Abdul Malek Al Mekhlafi said at a press conference that Iranian weapons are still being smuggled into Yemen.

Saudi Arabia’s UN ambassador, Abdullah Al Mouallimi, whose country supports Yemen’s internatio­nallyrecog­nised government, said Iran isn’t a neighbour or part of the Arabian Peninsula and he had a more direct message: “Iran should get the hell out of the area, period.”

The Saudi and Yemeni officials spoke to reporters after a presentati­on to UN diplomats on the path to peace and humanitari­an aid to Yemen.

Yemen, which is on the southern edge of the Arabian Peninsula, has been engulfed in civil war since September 2014, when Al Houthis swept into the capital of Sana’a and overthrew President Abd Rabbo Mansour Hadi’s internatio­nally-recognised government.

In March 2015, a Saudi-led coalition began a campaign in support of Hadi’s government and against Al Houthi forces allied with ousted President Ali Abdullah Saleh.
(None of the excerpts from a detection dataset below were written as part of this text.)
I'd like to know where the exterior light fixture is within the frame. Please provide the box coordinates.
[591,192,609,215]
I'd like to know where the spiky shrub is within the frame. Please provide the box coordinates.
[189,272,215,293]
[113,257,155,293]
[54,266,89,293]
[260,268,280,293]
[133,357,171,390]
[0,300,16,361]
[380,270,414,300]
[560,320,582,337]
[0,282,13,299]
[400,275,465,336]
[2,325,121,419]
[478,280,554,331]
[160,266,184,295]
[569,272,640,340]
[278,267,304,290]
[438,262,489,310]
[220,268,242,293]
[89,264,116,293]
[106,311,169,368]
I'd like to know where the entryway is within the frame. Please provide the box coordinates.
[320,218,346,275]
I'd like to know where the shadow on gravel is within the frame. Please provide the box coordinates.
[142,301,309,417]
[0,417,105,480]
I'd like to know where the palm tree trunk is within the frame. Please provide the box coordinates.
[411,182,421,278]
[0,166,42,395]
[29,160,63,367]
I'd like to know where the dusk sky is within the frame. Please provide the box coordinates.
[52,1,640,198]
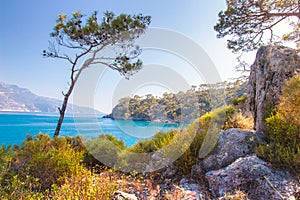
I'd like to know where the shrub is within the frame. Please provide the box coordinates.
[10,133,83,190]
[0,175,45,200]
[129,130,178,153]
[83,134,126,170]
[51,170,118,200]
[256,76,300,174]
[232,95,248,106]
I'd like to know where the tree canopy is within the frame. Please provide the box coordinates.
[43,11,151,136]
[214,0,300,52]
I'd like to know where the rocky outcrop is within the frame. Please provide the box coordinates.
[194,129,263,172]
[206,155,300,200]
[248,45,300,132]
[191,129,300,199]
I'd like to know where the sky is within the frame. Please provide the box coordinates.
[0,0,254,112]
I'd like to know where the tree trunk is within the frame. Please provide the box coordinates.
[54,81,76,137]
[54,95,69,137]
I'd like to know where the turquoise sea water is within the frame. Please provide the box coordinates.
[0,113,180,146]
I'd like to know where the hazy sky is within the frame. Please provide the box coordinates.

Since then, the Iranian-backed Al Houthis have been dislodged from most of the south, but remain in control of Sana’a and much of the north.

The war in Yemen has killed over 10,000 civilians and displaced three million people. UN humanitari­an chief Stephen O’Brien said Friday that 17 million Yemenis don’t know where their next meal is coming from, nearly seven million are facing the threat of famine and almost 16 million lack access to clean water and sanitation.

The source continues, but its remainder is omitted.